The Corner

Politics & Policy

Ryan Talked Policy, but Character Counts, Too

Paul Ryan did a good job walking a tightrope today after his meeting with Donald Trump — but there are some things he could not say but which nonetheless beg to be said, regarding the obstacles in the way of a Ryan endorsement of the silver-spoon con man.

Again and again in his press conference today, Ryan talked about the need to agree to disagree on certain policy issues while finding ”principles” he and Trump can support together. The problem is, that made it sound as if the only problem with the idea of a Trump presidency is that it might run afoul of philosophical/ideological purity.

Yet even if Trump said tomorrow that he would embrace every word of the 2012 Republican platform (a promise that, like all Trump pledges, would probably have a half-life shorter than that of his pal Vladimir Putin’s Polonium-210), that still would not make Trump acceptable for the presidency. Simply put: Character counts, and Trump entirely lacks it.

Of course there have been some highly imperfect people to occupy the Oval Office. But none of their character defects were as readily, overwhelmingly apparent — or, in most cases, anywhere near as serious — as Trump’s.

Trump isn’t just a serial adulterer, but brags about it. Trump isn’t just somebody who looks away when white supremacists make common cause with him; he encourages them, openly retweets their vile messages, and declines numerous requests to disavow them. Trump doesn’t just use sketchy dodges to avoid military service; he insults the service of POWs, takes legal action against veterans trying to hawk street wares outside of his buildings, and says this his equivalent of Vietnam was negotiating the 1970s without contracting venereal disease. Trump openly incites violence at his rallies, doubles down on vile smears of female journalists who complain (rightly) about being improperly grabbed and jolted by his campaign manager, lies with such abandon that media fact checkers literally have trouble keeping up, says the best way to seduce women is to treat them “like sh**,” pretends to have opposed a war he supported, likens one opponent to a child molester, insults the looks of the wife of another opponent, and accuses the same candidate’s father of collaboration with JFK assassin Lee Harvey Oswald.

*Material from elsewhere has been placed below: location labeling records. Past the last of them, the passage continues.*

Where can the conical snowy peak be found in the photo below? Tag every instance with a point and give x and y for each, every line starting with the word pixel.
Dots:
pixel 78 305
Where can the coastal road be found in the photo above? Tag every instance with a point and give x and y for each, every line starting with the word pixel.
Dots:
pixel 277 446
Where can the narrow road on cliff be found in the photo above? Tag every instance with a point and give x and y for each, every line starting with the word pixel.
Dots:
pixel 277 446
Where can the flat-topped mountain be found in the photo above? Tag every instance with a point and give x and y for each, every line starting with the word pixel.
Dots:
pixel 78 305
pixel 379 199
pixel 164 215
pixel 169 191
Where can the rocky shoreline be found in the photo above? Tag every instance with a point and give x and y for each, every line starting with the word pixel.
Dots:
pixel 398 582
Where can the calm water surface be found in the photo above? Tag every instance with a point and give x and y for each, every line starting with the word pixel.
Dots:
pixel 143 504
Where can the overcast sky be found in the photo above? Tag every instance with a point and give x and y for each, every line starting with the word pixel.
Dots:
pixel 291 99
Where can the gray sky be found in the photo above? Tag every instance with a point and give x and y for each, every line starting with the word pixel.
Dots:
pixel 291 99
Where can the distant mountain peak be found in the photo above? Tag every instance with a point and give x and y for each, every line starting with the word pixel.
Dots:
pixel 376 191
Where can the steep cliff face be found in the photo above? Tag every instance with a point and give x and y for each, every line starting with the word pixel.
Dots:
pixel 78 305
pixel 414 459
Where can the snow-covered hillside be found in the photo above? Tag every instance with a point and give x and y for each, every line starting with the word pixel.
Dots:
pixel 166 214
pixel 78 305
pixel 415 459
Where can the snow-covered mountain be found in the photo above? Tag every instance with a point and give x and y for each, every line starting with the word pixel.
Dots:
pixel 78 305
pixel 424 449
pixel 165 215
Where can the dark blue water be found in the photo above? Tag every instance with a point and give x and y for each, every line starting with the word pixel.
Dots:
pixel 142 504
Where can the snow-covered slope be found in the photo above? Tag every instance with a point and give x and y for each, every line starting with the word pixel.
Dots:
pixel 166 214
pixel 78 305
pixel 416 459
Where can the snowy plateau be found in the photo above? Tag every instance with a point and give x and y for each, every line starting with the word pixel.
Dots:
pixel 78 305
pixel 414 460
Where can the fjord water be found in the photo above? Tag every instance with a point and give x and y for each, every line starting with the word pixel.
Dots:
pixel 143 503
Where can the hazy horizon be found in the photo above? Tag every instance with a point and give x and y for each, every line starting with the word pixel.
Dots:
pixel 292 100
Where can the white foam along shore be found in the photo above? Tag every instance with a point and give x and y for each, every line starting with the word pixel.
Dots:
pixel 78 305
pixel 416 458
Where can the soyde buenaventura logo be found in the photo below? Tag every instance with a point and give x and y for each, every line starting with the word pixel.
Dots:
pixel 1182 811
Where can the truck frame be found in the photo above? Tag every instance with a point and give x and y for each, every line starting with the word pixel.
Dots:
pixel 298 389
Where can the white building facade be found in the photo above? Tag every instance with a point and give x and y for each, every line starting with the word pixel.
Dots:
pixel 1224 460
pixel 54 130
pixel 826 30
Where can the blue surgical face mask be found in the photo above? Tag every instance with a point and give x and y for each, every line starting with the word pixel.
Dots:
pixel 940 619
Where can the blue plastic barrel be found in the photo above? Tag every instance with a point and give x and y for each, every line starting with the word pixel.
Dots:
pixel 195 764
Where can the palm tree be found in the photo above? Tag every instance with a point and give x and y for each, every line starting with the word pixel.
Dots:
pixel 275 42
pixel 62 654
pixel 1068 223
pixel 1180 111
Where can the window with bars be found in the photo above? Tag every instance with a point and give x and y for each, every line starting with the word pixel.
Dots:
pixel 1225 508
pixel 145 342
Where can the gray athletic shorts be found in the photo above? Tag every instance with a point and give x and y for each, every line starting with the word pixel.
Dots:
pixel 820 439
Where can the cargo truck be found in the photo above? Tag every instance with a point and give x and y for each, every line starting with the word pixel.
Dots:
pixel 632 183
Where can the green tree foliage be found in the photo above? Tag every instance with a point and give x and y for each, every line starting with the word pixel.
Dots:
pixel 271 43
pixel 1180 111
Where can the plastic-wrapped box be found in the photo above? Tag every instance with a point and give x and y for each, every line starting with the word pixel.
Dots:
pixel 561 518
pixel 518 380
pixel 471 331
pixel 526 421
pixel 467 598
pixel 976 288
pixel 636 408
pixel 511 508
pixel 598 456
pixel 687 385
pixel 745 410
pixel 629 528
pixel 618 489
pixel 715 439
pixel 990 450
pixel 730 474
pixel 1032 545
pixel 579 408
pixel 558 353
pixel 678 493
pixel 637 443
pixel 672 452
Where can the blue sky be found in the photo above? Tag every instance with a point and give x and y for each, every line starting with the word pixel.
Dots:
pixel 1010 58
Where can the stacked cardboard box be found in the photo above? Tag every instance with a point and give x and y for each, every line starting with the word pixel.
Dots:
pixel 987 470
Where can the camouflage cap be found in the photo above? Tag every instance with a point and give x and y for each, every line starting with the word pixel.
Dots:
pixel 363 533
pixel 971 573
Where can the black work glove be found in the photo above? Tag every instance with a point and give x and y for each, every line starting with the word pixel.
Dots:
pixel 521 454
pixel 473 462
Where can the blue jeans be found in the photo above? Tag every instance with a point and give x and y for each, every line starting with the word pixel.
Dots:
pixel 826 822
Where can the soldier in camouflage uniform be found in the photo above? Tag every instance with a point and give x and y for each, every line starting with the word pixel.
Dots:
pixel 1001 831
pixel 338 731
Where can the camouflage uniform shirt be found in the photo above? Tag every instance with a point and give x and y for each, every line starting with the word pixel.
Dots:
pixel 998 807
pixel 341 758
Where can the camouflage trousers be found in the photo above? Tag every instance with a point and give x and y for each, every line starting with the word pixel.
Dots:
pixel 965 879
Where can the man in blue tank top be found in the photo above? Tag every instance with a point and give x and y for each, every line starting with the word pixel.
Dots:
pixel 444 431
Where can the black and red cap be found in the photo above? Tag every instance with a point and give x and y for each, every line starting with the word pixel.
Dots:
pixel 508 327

Trump spends an entire career trampling the “ordinary Joe,” tries to force grandmothers and family restaurants off their properties so he can have more room to park limousines, stands believably accused of stiffing immigrant workers (legal and otherwise) of their pensions and other earned payments, curses in public like he’s in a Quentin Tarantino movie, and even suggests that the wives and children of terrorists be deliberately targeted for death.

This list could go on almost forever.

Trump is morally, experientially, temperamentally, attitudinally and philosophically unfit for the Oval Office.

There must, and will, be another conservative option to him or Hillary Clinton.